Removing that particular <element> has no impact from a test parsing. This is a xoai created by a Dspace repository. I'm puzzled.

cmacdonald avatar Jul 31 '17 20:07 cmacdonald

Could you create a minimum test case with the failing example (and the XML not retrieved from the site, so the example is stable)?

Could you also confirm if the XML is OAI valid?

mmalmeida avatar Aug 01 '17 08:08 mmalmeida

Minimal test case - inserting inline as GH wont take an XML attachment.

As to its validity, I can confirm its created by a Dspace instance. Do you have an XOAI validator?

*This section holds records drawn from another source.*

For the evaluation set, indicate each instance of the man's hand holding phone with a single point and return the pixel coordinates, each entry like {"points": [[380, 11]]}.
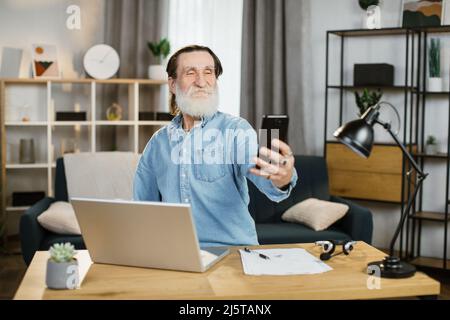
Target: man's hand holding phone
{"points": [[279, 166]]}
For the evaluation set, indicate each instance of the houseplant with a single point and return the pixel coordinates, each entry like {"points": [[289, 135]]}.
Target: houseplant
{"points": [[62, 267], [372, 18], [434, 65], [367, 99], [431, 146], [160, 51]]}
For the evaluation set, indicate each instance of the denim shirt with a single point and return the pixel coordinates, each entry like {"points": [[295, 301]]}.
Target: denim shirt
{"points": [[207, 168]]}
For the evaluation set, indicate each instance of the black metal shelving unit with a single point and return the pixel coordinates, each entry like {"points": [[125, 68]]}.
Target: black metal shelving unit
{"points": [[420, 215], [413, 122]]}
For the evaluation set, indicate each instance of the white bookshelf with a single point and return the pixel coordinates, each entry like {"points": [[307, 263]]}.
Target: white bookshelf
{"points": [[44, 126]]}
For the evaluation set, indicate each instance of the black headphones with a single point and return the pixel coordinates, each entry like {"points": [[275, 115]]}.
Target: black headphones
{"points": [[329, 247]]}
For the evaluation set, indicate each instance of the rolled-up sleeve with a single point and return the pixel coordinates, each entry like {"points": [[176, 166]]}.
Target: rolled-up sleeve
{"points": [[145, 187]]}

Will also update issue title.

<?xml version="1.0" encoding="UTF-8"?><?xml-stylesheet type="text/xsl" href="static/style.xsl"?>
<OAI-PMH xmlns="http://www.openarchives.org/OAI/2.0/" xmlns:xsi="http://www.w3.org/2001/XMLSchema-instance"
	xsi:schemaLocation="http://www.openarchives.org/OAI/2.0/ http://www.openarchives.org/OAI/2.0/OAI-PMH.xsd">
	<responseDate>2017-07-31T20:10:46Z</responseDate>
	<request verb="GetRecord" identifier="oai:repository.somewhere.ac.uk:10373/1861"
		metadataPrefix="xoai">http://repository.somewhere.ac.uk/oai/request</request>
	<GetRecord>
		<record>
			<header>
				<identifier>oai:repository.somewhere.ac.uk:9999/999</identifier>
				<datestamp>2015-02-03T17:41:40Z</datestamp>
				<setSpec>com_10373_3</setSpec>
				<setSpec>col_10373_12</setSpec>
			</header>
			<metadata>
				<metadata xmlns="http://www.lyncode.com/xoai">
					<element name="dc">
						<!--  either this block -->
						<element name="contributor">
							<element name="author">
								<element name="none">
									<field name="value">Author1, First A.</field>
									<field name="value">Author2, Second</field>
									<field name="value">Author3, Third</field>
								</element>
							</element>
						</element>
						<!--  or this following commented block -->
						<!--  
						<element name="relation">
							<element name="ispartof">
								<element name="en">
									<field name="value">Another article 6(4)</field>
								</element>
							</element>
						</element>
						 -->
					</element>
				</metadata>
			</metadata>
		</record>
	</GetRecord>
</OAI-PMH>

cmacdonald avatar Aug 01 '17 12:08 cmacdonald

Asking Google for "OAI validator" turns up quite a few hits. The only one I'm at all familiar with is OVAL: http://oval.base-search.net/

mwoodiupui avatar Aug 01 '17 12:08 mwoodiupui

Thank you for that observation - I should have checked also.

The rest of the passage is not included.